The current editors of TLC also hold many bishops in high regard, but we seek to “serve” only the Episcopal Church, the Anglican Communion, and the Almighty.
Here’s a passage that resonates today, describing the “two great parties arrayed against each other” in the Episcopal Church:
“There is still a Low Church tradition and a High Church tradition. … Out of the latter there has sprung the retrogressive tendency to [medievalism] in doctrine, practice and worship; out of the former comes the far more deep and silent tendency — full alike of peril and of hope — to reconsider all old questions in the light of modern criticism and scientific fact.”
Another foreshadowing of recent events:
“Yellow fever is a specific poison of exotic origin. Its habitat is within the tropics, and it is safe to say that it never originates within the United States. … The General Government should at once establish a Department of Public Health … to maintain a rigid quarantine against infected foreign ports, employing the naval forces, if necessary, to enforce it.”
Church governance meetings these days often begin with an acknowledgement that the meeting occurs on land taken without compensation from specific Indigenous tribes. This is part of a broader effort to atone for the church’s past sins.

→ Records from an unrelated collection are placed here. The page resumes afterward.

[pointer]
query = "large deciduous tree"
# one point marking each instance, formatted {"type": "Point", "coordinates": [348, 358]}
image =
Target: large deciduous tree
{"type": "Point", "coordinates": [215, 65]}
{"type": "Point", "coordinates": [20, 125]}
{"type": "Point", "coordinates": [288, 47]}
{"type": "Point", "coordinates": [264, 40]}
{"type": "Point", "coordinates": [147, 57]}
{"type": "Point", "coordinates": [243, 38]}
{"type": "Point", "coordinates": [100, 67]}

The first issue provides a window into the attitudes that gave birth to those sins:
“The Indians have been on the war-path again. Something ails them. What is it? What is the evil, and what the remedy? Possibly the evil and the ailment are not the red man’s only. … It is perfectly certain that whether the Indians are to blame or not, the authority which ought to control them is responsible for their behavior.”
I could go on, but it’s time now to end on a note more respectful to the editors who founded a resilient organization that helps sustain my body and soul. That first issue gave voice to an aspiration that still inspires us more than 14 decades later. It’s a guiding principle that has come to be known as communion across difference.
“On this first day of its existence, The Living Church desires to be distinctly understood. It is not, and under its present management it cannot be made, the organ of any school or party in the Church, and just as little will it be the enemy of any. In their work for Christ, it is the friend of all; and if in free discussion it finds reason to oppose the views or purposes of any of them, it will do so with a glad remembrance that we are all the sons of one beloved Mother.”
These days, of course, we also remember the daughters.